Notes on hyperelliptic fibrations of genus 3, II

TL;DR

This paper develops a structure theorem for smooth deformations of hyperelliptic genus 3 fibrations to non-hyperelliptic ones, and explores the implications for the moduli space of certain minimal surfaces with specific invariants.

Contribution

It provides a new structure theorem for deformations from hyperelliptic to non-hyperelliptic genus 3 fibrations and identifies new moduli space strata for related minimal surfaces.

Findings

Identified conditions for hyperelliptic fibrations to deform into non-hyperelliptic fibrations.

Discovered two new moduli space strata of dimensions 32 and 30.

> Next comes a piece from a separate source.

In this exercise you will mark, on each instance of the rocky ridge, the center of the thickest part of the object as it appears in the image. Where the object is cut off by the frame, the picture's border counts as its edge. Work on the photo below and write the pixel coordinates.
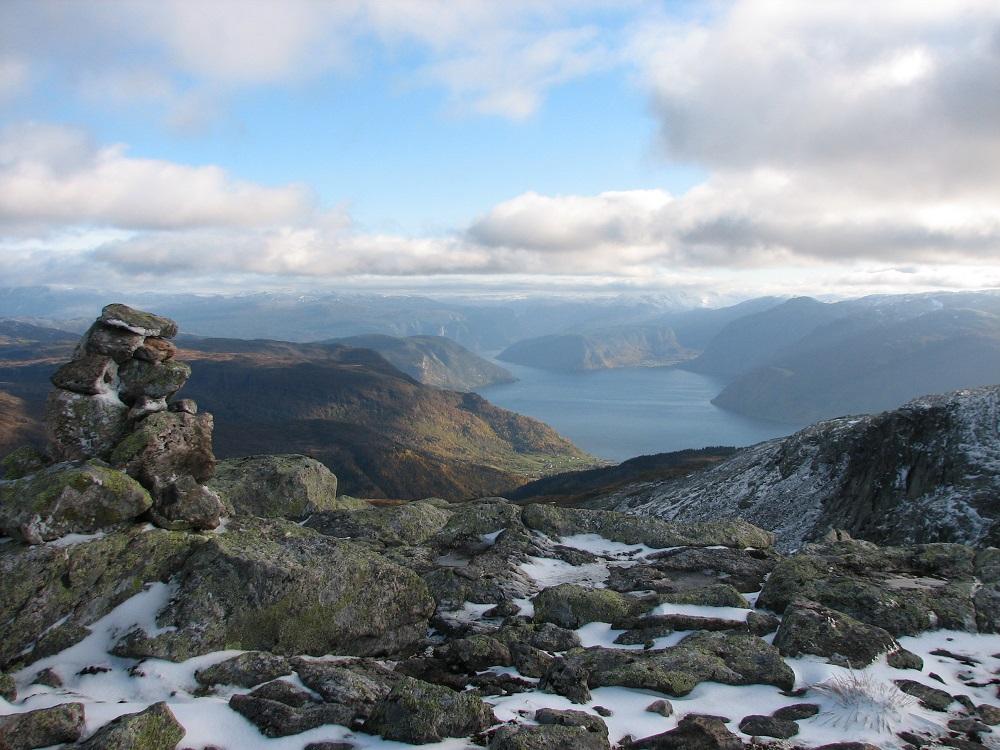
(926, 472)
(303, 620)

Located boundary relations between new strata and previously known strata.

Abstract

This is the part II of the series under the same title. In part I, using the approach developed by Catanese--Pignatelli arXiv:math/0503294, we gave a structure theorem for hyperelliptic genus 3 fibrations all of whose fibers are 2-connected (arXiv:1209.6278 [math.AG]). In this part II, we shall give a structure theorem for smooth deformation families of these to non-hyperelliptic genus 3 fibrations. As an application, we shall give a set of sufficient conditions for our genus 3 hyperelliptic fibration above to allow deformation to non-hyperelliptic fibrations, and use this to study certain minimal regular surfaces with first Chern number 8 and geometric genus 4: we shall find in the moduli space two strata M_0^{sharp} and M_0^{flat}$ (each of dimensions 32 and 30, respectively), and show that Bauer--Pingatelli's stratum M_0 (arXiv:math/0603094) and its 26-dimensional substratum are at the boundary of these new strata M_0^{sharp} and M_0^{flat}, respectively.